Snippings

xxx

he AI Agent Mesh is the data plane where AI agents communicate with each other to complete tasks assigned to them

From: Solving the Identity Crisis for AI Agents.

xxx

In the United Kingdom we are about to ask a hundred random people to design our national digital identity scheme. Seriously. Invitations went out to 36,000 UK addresses (mine wasn’t one of them) asking recipients to comment on “How should we design a Digital ID system for the UK?”. Of those who respond, the government will choose (via some opaque process) somewhere between 100 and 120 of them to come to central Birmingham for a couple of weekend sessions (plus some Zoom sessions in the week). The government says that those chosen will represent “a cross-section of the UK population”. Who knows what they will come up with.

Meanwhile, in advanced nations, life goes on. China has just announced that robots will be getting digital identities and launched the Humanoid Full Lifecycle Management Service Platform to manage them. The identities will be used to track the robots from assembly through to recycling in a programme led by the Humanoid Robotics and Embodied Intelligence Standardization (HEIS) committee, part of the country’s Ministry of Industry and Information Technology.

That fact is that the demands of the economy mean that digital identities not only for people but for businesses and bots are a priority, a foundational layer for not only the economy but for a safe and secure society. If we want economic growth, we have get this layer in place.

Noelle Acheson, who knows her onions* when it comes to real-world markets, says “It’s unlikely a tokenized share in Palantir will be able to ‘seamlessly’ plug into a Russian DeFi application, for instance, or any DeFi application that has no KYC unless we finally sort out the onchain identity issue”. I am a big believer in digital assets and tokens and next-generation financial market infrastructure (FMI) and all that jazz but Noelle is right.

In the Bank for International Settlement (BIS) white paper on the topic of next generation FMI, they themselves frame digital identity as a fundamental platform on which the financial internet (that is, the “finternet”) needs. Until there is a working identity infrastruture in place, the finternet cannot happen.

Now, that identity infrastructure does not need to a global ID solution used for everything or network of national IDs or anything like it. It might well be an identity infrastructure solely for financial services. Some kind of financial services passport, for want of a better term. I think that one way we can make some progress is by focusing on a practical solution here rather than try to boil the ocean and solve the entire world’s superset of (wholly different) identity problems.

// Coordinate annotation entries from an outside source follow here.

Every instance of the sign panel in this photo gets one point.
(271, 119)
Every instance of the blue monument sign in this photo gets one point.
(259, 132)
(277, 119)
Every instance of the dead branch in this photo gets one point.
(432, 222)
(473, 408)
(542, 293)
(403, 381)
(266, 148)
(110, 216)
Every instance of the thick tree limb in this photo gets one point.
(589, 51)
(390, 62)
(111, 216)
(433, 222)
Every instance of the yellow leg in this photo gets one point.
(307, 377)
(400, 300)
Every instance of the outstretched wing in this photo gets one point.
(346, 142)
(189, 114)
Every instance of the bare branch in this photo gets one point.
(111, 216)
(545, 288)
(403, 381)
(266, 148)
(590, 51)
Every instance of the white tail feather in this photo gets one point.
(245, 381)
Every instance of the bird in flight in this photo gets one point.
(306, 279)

What if financial instutitions got together to solve this problem for themselves?

It is a fairly straightforward idea, after all. The first time you come into contact with the financial system, you are KYCd, AMLd, CTFd and PEPd up the wazoo: folded, spindled and mutilated until you are a certified player, at which point you would be issued with a financial services passport that you can use to visit other institutions, accountants, lawyers and so on. Then, instead of sending your personally-identifiable information with a transaction, you need only send a pointer to the passport (a public key, in essence). There will be a visa to the land of (eg) Barclays stamped inside the passport (a verifiable credential, in essence) which testifies to your certified playerness. You can show this visa to anyone: they can’t copy it our counterfeit it because they do not have access the private key, which is locked away in secure hardware somewhere.

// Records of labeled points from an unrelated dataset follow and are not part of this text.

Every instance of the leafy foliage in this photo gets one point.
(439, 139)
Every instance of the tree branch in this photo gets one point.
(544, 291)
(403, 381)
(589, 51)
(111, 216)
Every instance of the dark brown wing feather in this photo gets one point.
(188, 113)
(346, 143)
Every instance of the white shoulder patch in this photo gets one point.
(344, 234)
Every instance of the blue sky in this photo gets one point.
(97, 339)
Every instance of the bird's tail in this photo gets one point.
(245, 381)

In one of their reports last year, McKinsey said that what they label “credentialling and identity” is the first of their key control points in the agentic economy becaue agents need secure, user-granted permission before they can initiate transactions across multiple institutions. Indeed they do and therefore, organisations that already manage high-trust credentials start with a clear advantage. They go on to highlight some success factors: zero-trust architectures that never assume persistent access, dynamic consent via standardized protocols (for example, OAuth2/OpenID Connect) and continuous audit trails.

All of these ought to be 

 

 

 

* I deliberately used onions here, rather than apples or SEC rules, because the trading of onion futures in the US is illegal, a fact that to my mind at least highlights just why markets are not just about technology.

xxx

The eMarketer analysis of Stripe’s annual letter notes that in 2026, 95% of e-commerce sales driven by AI platforms will still be completed off the AI platform and on the merchant site. The agent drives discovery. The human still clicks “buy.”

From: (1) Simon Taylor on X: “The 5 Levels of Agentic Commerce” / X.

xxx

xxx

When you click a link inside your LLM or ask your agent to, the link now needs to carry a payload linking the AI citation to the merchant’s site, with consent signals (like a cookie, saying you consented to the agent doing this). In UCP it works like this:
The LLM looks for a file at [merchant.com/.well-known/ucp]. This manifest tells the LLM what the store is capable of (e.g., guest checkout, identity linking, or loyalty points).
The “link” carries a UCP Context Object. This tells the merchant site that the user didn’t just stumble upon the page — they were sent by an agent with a specific Intent.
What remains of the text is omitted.